We also reject the mother's claim that the court's decision was tainted by hearsay statements attributed to Abigail. Since the mother's counsel failed to object at the hearing when Dr. Cooke and the father recounted the daughter's out-of-court assertions, the plain error standard of review applies. Bradford v. Kupper Assocs., 283 N.J. Super. 556, 573-74 (App. Div. 1995), certif. denied, 144 N.J. 586 (1996); see also R. 1:7-2, R. 2:10-2. We discern no such plain error here. The hearsay statements predominantly were utilized to inform Dr. Cooke's opinions as part of his overall expert assessment, which is permitted under Evidence Rule 703 (allowing experts to rely upon "facts or data" not admitted into evidence), see also State v. Berry, 140 N.J. 280, 304 (1995); New Jersey Div. of Youth and Family Services v. Z.P.R., 351 N.J. Super. 427. (App. Div. 2002). Moreover, Abigail's main accusation about being bitten by her mother was consistent with the bite mark itself and by the certification of her pediatrician confirming a human bite. The mother did not deny biting Abigail, but rather testified to a lack of recollection on the subject.
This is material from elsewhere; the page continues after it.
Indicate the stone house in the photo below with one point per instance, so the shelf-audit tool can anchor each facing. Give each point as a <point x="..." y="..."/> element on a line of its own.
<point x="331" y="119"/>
We further reject the mother's claim that the judge erred in not compelling Abigail to spend regular parenting time with her. This was a highly discretionary ruling, and a perfectly understandable one, in light of the history of conflict between mother and daughter and the mother's documented mental health issues. The option afforded to Abigail was consistent with Dr. Cooke's expert insights and recommendations. We see no compelling reason to require this adolescent, who is now almost sixteen, to be with her mother on a rote schedule. Indeed, forcing Abigail to do so may well prove counter-productive to the mother-daughter relationship in the long run.
The remaining points raised by the mother, including but not limited to her objections about her extra-curricular activity obligations, all lack sufficient merit to require discussion in this opinion. R. 2:11-3(e)(1)(E).
We offer a final observation. This family, like many shaken by divorce, has been through some difficult adjustments and challenges. Those changes appear to have been particularly hard for the mother, who evidently has reacted multiple times with inappropriate parenting behaviors. We are encouraged by the mother's subsequent efforts to obtain counseling that might allow her some day to attain the stability needed to be a more effective parent. That being stated, we emphasize that the decision that we affirm today is, like most Family Part decisions, one that is not cast in stone and is without prejudice, of course, to future developments.